Hi Greenhorn,
Actually is the latter. When specifying the percentage, it means the upper
bound of the percentage of the resource this queue can gather from its
immediate parent queue. For example the queue hierarchy like below,
root
/ \
a b
/ \
a1 a2
If we set max-cap of a1 to 100% it means a1 can at most gets 100% of the
resource from its immediate parent a, not from root.

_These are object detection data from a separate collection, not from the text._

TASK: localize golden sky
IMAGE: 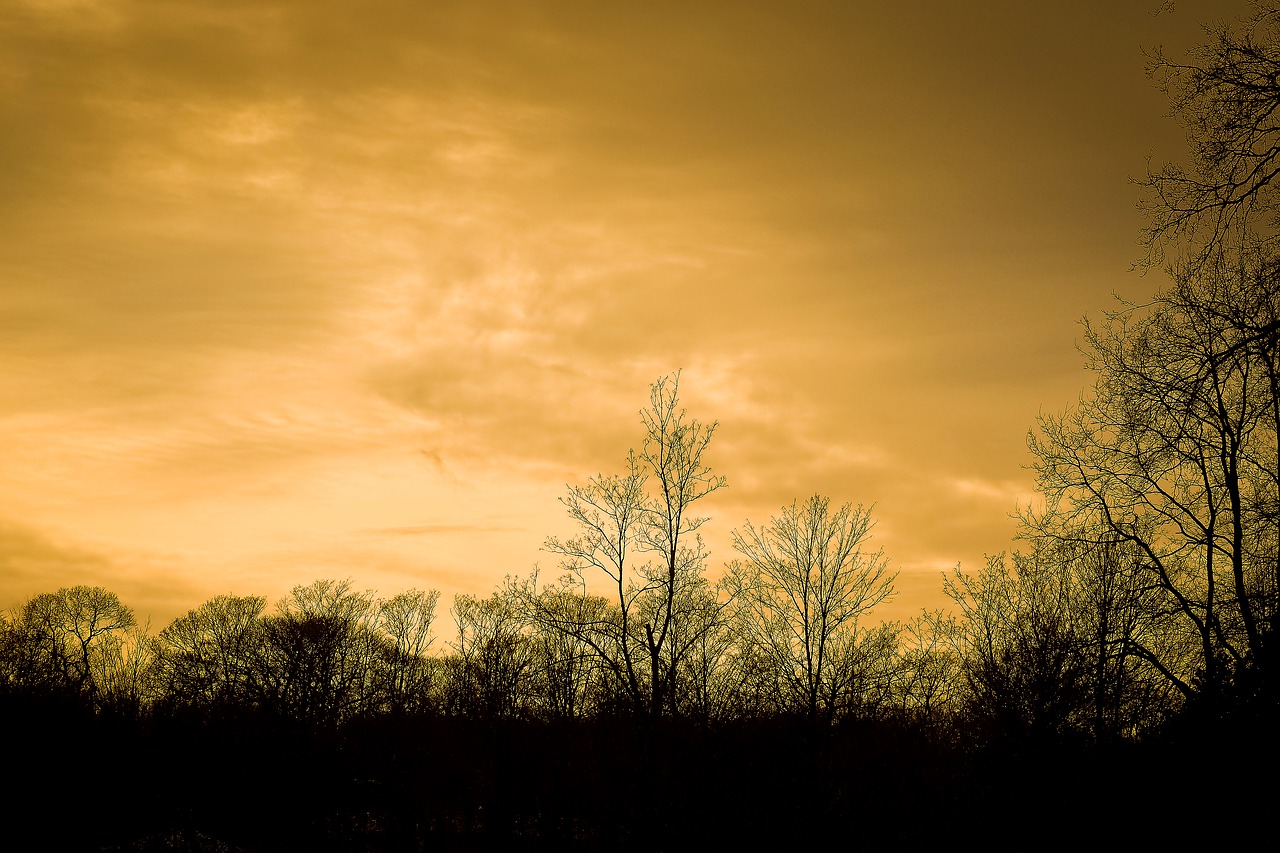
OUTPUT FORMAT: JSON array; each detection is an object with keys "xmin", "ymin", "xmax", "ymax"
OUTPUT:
[{"xmin": 0, "ymin": 0, "xmax": 1244, "ymax": 626}]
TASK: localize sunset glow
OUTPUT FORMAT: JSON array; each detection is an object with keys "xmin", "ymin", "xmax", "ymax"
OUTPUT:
[{"xmin": 0, "ymin": 0, "xmax": 1239, "ymax": 626}]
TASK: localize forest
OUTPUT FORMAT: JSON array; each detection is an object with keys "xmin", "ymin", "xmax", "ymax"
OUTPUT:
[{"xmin": 0, "ymin": 4, "xmax": 1280, "ymax": 850}]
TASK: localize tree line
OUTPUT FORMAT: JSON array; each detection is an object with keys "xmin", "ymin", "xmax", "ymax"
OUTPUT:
[{"xmin": 0, "ymin": 3, "xmax": 1280, "ymax": 849}]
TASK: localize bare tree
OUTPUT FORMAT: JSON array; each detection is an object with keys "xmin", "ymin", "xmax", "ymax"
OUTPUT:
[
  {"xmin": 256, "ymin": 579, "xmax": 388, "ymax": 729},
  {"xmin": 728, "ymin": 496, "xmax": 896, "ymax": 721},
  {"xmin": 378, "ymin": 589, "xmax": 440, "ymax": 711},
  {"xmin": 545, "ymin": 373, "xmax": 726, "ymax": 717},
  {"xmin": 13, "ymin": 587, "xmax": 137, "ymax": 706},
  {"xmin": 1138, "ymin": 0, "xmax": 1280, "ymax": 264},
  {"xmin": 1025, "ymin": 252, "xmax": 1280, "ymax": 698},
  {"xmin": 152, "ymin": 596, "xmax": 266, "ymax": 708}
]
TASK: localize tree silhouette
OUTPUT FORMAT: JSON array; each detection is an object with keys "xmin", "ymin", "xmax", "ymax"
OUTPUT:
[
  {"xmin": 545, "ymin": 373, "xmax": 726, "ymax": 717},
  {"xmin": 728, "ymin": 496, "xmax": 893, "ymax": 721}
]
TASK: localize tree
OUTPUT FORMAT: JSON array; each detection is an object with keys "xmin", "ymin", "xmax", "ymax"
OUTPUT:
[
  {"xmin": 544, "ymin": 373, "xmax": 726, "ymax": 717},
  {"xmin": 1027, "ymin": 251, "xmax": 1280, "ymax": 703},
  {"xmin": 10, "ymin": 585, "xmax": 136, "ymax": 707},
  {"xmin": 154, "ymin": 596, "xmax": 266, "ymax": 708},
  {"xmin": 378, "ymin": 589, "xmax": 440, "ymax": 711},
  {"xmin": 728, "ymin": 494, "xmax": 896, "ymax": 721},
  {"xmin": 445, "ymin": 592, "xmax": 536, "ymax": 720},
  {"xmin": 1139, "ymin": 0, "xmax": 1280, "ymax": 264},
  {"xmin": 255, "ymin": 579, "xmax": 388, "ymax": 730}
]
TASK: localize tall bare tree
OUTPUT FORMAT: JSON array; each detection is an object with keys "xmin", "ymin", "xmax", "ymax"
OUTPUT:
[
  {"xmin": 728, "ymin": 496, "xmax": 896, "ymax": 721},
  {"xmin": 545, "ymin": 373, "xmax": 726, "ymax": 717}
]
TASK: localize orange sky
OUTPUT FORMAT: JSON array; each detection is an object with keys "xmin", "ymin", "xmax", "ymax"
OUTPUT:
[{"xmin": 0, "ymin": 0, "xmax": 1244, "ymax": 628}]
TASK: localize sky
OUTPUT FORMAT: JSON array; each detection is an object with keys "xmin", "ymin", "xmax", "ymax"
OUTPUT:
[{"xmin": 0, "ymin": 0, "xmax": 1245, "ymax": 628}]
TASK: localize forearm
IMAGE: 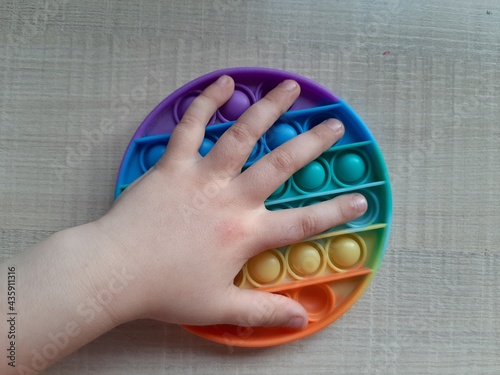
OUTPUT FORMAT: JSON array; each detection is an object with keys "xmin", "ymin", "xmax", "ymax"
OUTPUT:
[{"xmin": 0, "ymin": 224, "xmax": 128, "ymax": 374}]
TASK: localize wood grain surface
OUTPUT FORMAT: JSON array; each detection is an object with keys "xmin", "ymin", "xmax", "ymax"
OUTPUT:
[{"xmin": 0, "ymin": 0, "xmax": 500, "ymax": 375}]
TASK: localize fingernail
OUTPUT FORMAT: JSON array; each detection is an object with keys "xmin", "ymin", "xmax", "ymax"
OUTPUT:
[
  {"xmin": 354, "ymin": 194, "xmax": 368, "ymax": 213},
  {"xmin": 279, "ymin": 79, "xmax": 298, "ymax": 91},
  {"xmin": 215, "ymin": 75, "xmax": 229, "ymax": 87},
  {"xmin": 325, "ymin": 118, "xmax": 344, "ymax": 133},
  {"xmin": 286, "ymin": 316, "xmax": 307, "ymax": 329}
]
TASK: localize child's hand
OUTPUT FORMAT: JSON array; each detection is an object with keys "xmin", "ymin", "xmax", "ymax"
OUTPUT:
[{"xmin": 95, "ymin": 76, "xmax": 366, "ymax": 328}]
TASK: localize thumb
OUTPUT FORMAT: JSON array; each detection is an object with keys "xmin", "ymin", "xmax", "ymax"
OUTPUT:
[{"xmin": 227, "ymin": 287, "xmax": 309, "ymax": 329}]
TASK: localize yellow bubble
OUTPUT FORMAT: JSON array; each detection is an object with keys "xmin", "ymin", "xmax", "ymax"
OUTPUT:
[
  {"xmin": 288, "ymin": 242, "xmax": 321, "ymax": 276},
  {"xmin": 247, "ymin": 250, "xmax": 282, "ymax": 284},
  {"xmin": 328, "ymin": 236, "xmax": 361, "ymax": 268}
]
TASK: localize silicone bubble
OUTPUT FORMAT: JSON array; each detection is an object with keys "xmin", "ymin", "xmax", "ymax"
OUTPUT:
[
  {"xmin": 295, "ymin": 284, "xmax": 335, "ymax": 321},
  {"xmin": 219, "ymin": 85, "xmax": 254, "ymax": 121},
  {"xmin": 285, "ymin": 242, "xmax": 325, "ymax": 278},
  {"xmin": 333, "ymin": 151, "xmax": 367, "ymax": 185},
  {"xmin": 174, "ymin": 91, "xmax": 197, "ymax": 122},
  {"xmin": 141, "ymin": 143, "xmax": 167, "ymax": 172},
  {"xmin": 271, "ymin": 183, "xmax": 285, "ymax": 198},
  {"xmin": 198, "ymin": 138, "xmax": 215, "ymax": 156},
  {"xmin": 245, "ymin": 139, "xmax": 264, "ymax": 167},
  {"xmin": 293, "ymin": 159, "xmax": 329, "ymax": 192},
  {"xmin": 264, "ymin": 123, "xmax": 299, "ymax": 150},
  {"xmin": 347, "ymin": 190, "xmax": 380, "ymax": 227},
  {"xmin": 326, "ymin": 234, "xmax": 366, "ymax": 271},
  {"xmin": 269, "ymin": 181, "xmax": 290, "ymax": 199},
  {"xmin": 234, "ymin": 270, "xmax": 245, "ymax": 287},
  {"xmin": 246, "ymin": 250, "xmax": 285, "ymax": 286}
]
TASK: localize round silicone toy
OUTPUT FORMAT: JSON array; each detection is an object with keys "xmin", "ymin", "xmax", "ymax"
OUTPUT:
[{"xmin": 115, "ymin": 68, "xmax": 392, "ymax": 347}]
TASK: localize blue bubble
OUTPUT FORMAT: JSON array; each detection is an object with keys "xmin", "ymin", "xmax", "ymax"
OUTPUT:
[
  {"xmin": 198, "ymin": 138, "xmax": 214, "ymax": 156},
  {"xmin": 265, "ymin": 123, "xmax": 297, "ymax": 150}
]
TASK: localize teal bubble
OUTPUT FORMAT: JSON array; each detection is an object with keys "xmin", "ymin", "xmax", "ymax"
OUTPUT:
[
  {"xmin": 271, "ymin": 184, "xmax": 285, "ymax": 198},
  {"xmin": 293, "ymin": 161, "xmax": 326, "ymax": 191},
  {"xmin": 265, "ymin": 123, "xmax": 297, "ymax": 150},
  {"xmin": 334, "ymin": 152, "xmax": 366, "ymax": 184},
  {"xmin": 198, "ymin": 138, "xmax": 215, "ymax": 156}
]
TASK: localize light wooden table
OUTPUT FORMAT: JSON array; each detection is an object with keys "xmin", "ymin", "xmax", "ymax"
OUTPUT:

More importantly, there are many factors to be used to limit/ control how many
resources a queue can get inside a cluster, like guaranteed resource,
user-limit, node labels, etc. Sometimes applications in a queue can get more
resource beyond its guaranteed resource when the cluster has idle resource
available to support elasticity. But max-cap is always a hard limit for at most
how many resources a queue can get.
So there are no default values for any queue with max-cap, we need this
parameter to set this hard-limit.
Hope this helps.
Thanks
On May 21, 2018, at 2:51 PM, Greenhorn Techie
<[email protected]<mailto:[email protected]>> wrote:
Thanks Zian. Is maximum capacity a global value i.e. whenever I specify a
percentage here, does it take from the overall cluster’s capacity or is it only
from the parent queue? I thought its the former.

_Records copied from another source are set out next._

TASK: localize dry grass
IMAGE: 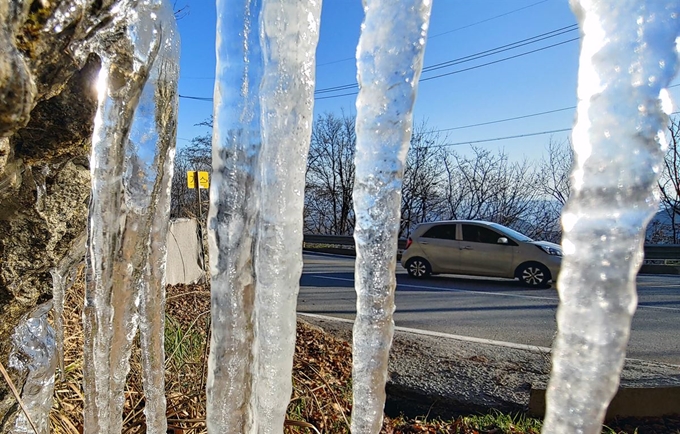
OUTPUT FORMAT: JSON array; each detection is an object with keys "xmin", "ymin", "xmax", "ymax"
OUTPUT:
[
  {"xmin": 45, "ymin": 276, "xmax": 660, "ymax": 434},
  {"xmin": 50, "ymin": 276, "xmax": 351, "ymax": 434}
]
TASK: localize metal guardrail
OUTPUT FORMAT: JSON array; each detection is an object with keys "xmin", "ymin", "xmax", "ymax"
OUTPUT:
[
  {"xmin": 304, "ymin": 235, "xmax": 680, "ymax": 265},
  {"xmin": 645, "ymin": 244, "xmax": 680, "ymax": 261},
  {"xmin": 304, "ymin": 234, "xmax": 406, "ymax": 250}
]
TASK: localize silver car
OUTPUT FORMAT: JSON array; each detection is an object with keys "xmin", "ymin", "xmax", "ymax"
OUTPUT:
[{"xmin": 401, "ymin": 220, "xmax": 562, "ymax": 287}]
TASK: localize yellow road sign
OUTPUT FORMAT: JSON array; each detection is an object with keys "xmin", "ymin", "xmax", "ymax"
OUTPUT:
[
  {"xmin": 187, "ymin": 170, "xmax": 210, "ymax": 188},
  {"xmin": 198, "ymin": 172, "xmax": 210, "ymax": 188}
]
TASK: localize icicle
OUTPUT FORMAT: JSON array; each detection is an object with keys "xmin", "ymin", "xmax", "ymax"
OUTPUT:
[
  {"xmin": 134, "ymin": 2, "xmax": 179, "ymax": 434},
  {"xmin": 9, "ymin": 301, "xmax": 57, "ymax": 434},
  {"xmin": 83, "ymin": 1, "xmax": 178, "ymax": 433},
  {"xmin": 543, "ymin": 0, "xmax": 680, "ymax": 433},
  {"xmin": 255, "ymin": 0, "xmax": 321, "ymax": 433},
  {"xmin": 50, "ymin": 233, "xmax": 87, "ymax": 381},
  {"xmin": 206, "ymin": 0, "xmax": 262, "ymax": 434},
  {"xmin": 352, "ymin": 0, "xmax": 432, "ymax": 433}
]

Also, if setting to 100% doesn't cause any harm, why is it explicitly mentioned
as a parameter instead of a default / implied value for any queue?
Thanks
On 21 May 2018 at 22:19:05, Zian Chen
([email protected]<mailto:[email protected]>) wrote:
In my humble opinion, it’s safe to set maximum capacity to 100% for each
queue, cause here the value is indicating how much percentage the queue can
have in its max capacity from its parent queue, so make the upper limit to 100%
won’t cause hidden danger here.
On May 21, 2018, at 9:04 AM, Greenhorn Techie
<[email protected]<mailto:[email protected]>> wrote:
Hi,
In our setup, we are using YARN Capacity Scheduler and have many queues setup
in a hierarchical fashion with a well configured minimum capacities. However,
wondering what is the best practice for setting maximum capacity value i.e. for
the parameter yarn.scheduler.capacity.<queue-path>.maximum-capacity?
Is it advisable to have each queue configured with a maximum capacity of 100%
or something like 90 to 95% with some leeway for the default queue? In summary,
what are the best practices to leverage maximum cluster capacity while its
available while honouring the minimum queue capacities?